Chef-owner of Big Jones in Chicago
Backstory: Started his career in Indiana before relocating to the Windy City, where he opened his Southern-inspired spot, Big Jones, in 2008. Three-time James Beard nominee for Best Chef Great Lakes.

FEHRIBACH SAYS: Demand Immediate Accountability

“When we had an incident of sexual harassment, the offender was ordered to stop and did stop, and an apology was given. Nip it in the bud. It’s not hard and does not threaten your business. But the key is being available and open so that employees will feel empowered to come to you if they are experiencing poor treatment from someone else on the staff. It can make one feel weak or threatened to report incidents, so management must be very proactive in creating an environment in which employees know that they not only have the right to a safe workplace, but a responsibility to report any incidents in which they or another employee’s well-being is threatened. It can be easy to let isolated incidents slip by, and we have to work tirelessly and relentlessly to make sure that doesn’t happen.”

Culinary director and co-owner of The Preservery in Denver
Backstory: Worked her way up at Whole Foods and Marczyk Fine Foods before opening The Preservery, a seasonal restaurant, marketplace and music venue with business partner and husband, Obe, in 2016.

ARISS SAYS: Establish Structure

“As a woman in the restaurant industry and a restaurant owner, I have always felt a strong sense of responsibility to create a safe work environment for all our team members. (Recent incidents) provoked a lot of reflection on how we can do better as we grow as a business. We have a zero-tolerance policy, which remains the same, but we are re-evaluating our reporting procedures and making sure we identify easy, safe ways for team members to report issues. We are a very small team of 15, so we don’t have an HR department, but we do have HR policies and practices.”
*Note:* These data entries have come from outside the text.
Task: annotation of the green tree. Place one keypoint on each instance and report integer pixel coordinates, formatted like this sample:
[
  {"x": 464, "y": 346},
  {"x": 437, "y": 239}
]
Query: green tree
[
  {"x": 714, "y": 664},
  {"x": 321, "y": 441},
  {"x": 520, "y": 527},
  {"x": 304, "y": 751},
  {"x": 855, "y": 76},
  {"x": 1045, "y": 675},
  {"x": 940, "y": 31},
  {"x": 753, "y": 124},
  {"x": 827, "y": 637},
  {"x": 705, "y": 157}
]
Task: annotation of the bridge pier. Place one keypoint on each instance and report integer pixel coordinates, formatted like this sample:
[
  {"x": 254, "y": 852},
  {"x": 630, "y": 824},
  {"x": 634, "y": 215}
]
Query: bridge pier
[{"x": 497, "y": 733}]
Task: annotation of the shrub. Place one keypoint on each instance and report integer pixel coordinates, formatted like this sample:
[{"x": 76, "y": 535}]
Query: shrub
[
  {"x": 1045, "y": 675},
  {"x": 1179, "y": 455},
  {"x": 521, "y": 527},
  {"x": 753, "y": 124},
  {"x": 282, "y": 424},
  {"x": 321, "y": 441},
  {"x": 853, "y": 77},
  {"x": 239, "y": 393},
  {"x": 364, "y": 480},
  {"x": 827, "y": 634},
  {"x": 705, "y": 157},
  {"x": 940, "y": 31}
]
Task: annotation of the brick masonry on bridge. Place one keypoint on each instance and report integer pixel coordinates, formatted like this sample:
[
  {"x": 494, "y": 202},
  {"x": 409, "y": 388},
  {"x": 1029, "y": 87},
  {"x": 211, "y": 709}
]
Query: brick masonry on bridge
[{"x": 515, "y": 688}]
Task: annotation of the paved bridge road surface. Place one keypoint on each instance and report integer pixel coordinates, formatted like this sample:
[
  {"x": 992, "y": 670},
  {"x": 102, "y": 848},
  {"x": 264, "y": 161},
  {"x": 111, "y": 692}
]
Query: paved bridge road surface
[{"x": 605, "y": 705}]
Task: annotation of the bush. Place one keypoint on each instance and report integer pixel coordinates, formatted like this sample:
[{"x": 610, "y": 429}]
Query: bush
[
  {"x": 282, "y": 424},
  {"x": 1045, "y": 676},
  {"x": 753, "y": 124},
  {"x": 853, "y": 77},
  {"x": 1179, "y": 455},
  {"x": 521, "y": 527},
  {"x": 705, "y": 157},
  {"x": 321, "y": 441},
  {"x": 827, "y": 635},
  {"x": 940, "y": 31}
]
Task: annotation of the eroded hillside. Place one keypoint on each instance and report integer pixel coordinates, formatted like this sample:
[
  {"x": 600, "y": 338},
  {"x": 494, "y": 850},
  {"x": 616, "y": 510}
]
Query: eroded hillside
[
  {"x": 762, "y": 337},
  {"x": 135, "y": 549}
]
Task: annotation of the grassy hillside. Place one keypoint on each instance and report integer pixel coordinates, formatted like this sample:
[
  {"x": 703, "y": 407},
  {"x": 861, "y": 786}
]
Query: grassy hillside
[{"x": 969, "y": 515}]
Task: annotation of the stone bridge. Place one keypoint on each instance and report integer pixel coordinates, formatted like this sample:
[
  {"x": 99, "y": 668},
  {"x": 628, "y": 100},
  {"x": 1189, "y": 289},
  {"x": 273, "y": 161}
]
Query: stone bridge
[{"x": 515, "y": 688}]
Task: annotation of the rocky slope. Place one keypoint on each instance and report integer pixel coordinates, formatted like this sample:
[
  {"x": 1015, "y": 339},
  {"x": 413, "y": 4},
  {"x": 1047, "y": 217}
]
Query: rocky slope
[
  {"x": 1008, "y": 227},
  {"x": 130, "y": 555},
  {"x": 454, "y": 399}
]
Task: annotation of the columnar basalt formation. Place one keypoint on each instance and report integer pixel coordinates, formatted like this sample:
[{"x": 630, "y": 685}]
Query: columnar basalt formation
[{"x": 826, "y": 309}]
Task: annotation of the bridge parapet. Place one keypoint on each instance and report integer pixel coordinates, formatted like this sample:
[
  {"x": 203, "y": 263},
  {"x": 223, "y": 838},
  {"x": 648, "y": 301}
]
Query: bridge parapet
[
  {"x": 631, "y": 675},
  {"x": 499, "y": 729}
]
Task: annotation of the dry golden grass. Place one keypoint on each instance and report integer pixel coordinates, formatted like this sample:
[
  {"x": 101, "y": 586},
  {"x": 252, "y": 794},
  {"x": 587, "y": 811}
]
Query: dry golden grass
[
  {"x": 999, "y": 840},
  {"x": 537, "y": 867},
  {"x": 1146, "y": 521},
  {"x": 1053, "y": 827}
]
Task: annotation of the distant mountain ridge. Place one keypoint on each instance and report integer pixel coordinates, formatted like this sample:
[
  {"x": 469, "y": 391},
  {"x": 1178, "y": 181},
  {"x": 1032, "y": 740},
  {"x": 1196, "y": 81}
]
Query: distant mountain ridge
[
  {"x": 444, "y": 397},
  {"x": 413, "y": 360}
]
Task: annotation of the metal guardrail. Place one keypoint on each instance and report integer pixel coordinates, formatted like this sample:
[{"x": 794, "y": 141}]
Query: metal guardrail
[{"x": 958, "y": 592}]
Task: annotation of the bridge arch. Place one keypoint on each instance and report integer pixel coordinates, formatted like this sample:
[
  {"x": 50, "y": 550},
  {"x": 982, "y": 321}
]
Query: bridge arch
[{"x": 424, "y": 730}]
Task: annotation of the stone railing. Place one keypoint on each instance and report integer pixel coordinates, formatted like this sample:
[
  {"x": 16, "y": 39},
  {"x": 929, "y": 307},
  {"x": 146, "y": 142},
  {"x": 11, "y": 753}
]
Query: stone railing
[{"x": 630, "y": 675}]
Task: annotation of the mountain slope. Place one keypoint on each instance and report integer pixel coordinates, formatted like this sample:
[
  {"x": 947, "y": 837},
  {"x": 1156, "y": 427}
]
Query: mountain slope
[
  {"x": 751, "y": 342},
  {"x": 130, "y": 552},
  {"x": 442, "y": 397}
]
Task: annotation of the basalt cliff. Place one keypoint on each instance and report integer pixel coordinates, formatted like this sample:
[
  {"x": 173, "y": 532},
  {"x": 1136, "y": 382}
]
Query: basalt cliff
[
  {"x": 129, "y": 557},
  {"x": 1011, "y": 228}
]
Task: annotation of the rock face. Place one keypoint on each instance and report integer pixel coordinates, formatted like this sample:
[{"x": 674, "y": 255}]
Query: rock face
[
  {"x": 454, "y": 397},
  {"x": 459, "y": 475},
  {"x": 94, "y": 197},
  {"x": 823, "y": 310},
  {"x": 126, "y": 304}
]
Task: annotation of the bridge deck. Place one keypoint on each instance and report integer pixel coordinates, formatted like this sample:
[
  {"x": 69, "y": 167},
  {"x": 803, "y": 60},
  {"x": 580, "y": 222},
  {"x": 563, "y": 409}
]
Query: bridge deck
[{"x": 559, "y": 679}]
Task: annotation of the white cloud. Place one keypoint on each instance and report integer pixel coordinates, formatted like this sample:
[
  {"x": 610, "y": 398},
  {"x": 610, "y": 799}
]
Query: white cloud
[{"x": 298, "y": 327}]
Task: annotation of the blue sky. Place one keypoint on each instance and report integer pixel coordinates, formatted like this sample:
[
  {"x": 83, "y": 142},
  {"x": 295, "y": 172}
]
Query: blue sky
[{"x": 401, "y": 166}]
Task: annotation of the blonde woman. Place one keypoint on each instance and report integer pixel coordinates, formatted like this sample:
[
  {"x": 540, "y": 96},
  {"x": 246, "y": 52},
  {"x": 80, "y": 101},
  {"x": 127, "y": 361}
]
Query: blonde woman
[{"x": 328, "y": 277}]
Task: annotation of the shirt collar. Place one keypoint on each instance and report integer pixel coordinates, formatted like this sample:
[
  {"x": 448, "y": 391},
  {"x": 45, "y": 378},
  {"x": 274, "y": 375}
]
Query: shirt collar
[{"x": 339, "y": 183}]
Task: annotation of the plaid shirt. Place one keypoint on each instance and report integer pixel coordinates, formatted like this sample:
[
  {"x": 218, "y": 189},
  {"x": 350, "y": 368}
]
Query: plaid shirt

Executive chef and owner of Bread & Salt Hospitality in greater Boston
Backstory: Opened Juliet, Bread & Salt’s first permanent restaurant, in 2016 after a series of pop-ups in Boston, Chicago and Manhattan.

LEWIN SAYS: Start A Conversation

“Sexual harassment is a rampant issue in the restaurant industry. And as we are now seeing daily, we aren’t alone as restaurants. It’s everywhere. Acceptance of it is apparently endemic to the way business is conducted in this country. We want to see change industry-wide, so we are hosting a public panel to discuss this issue and possible courses of action. One of the things that I am really hoping to discuss on that day, and in the future, is what people should do if they don’t know who to report to or how. This could be because of a lack of training and communication, or as we are seeing over and over, because the harasser is your manager or the owner of the restaurant.”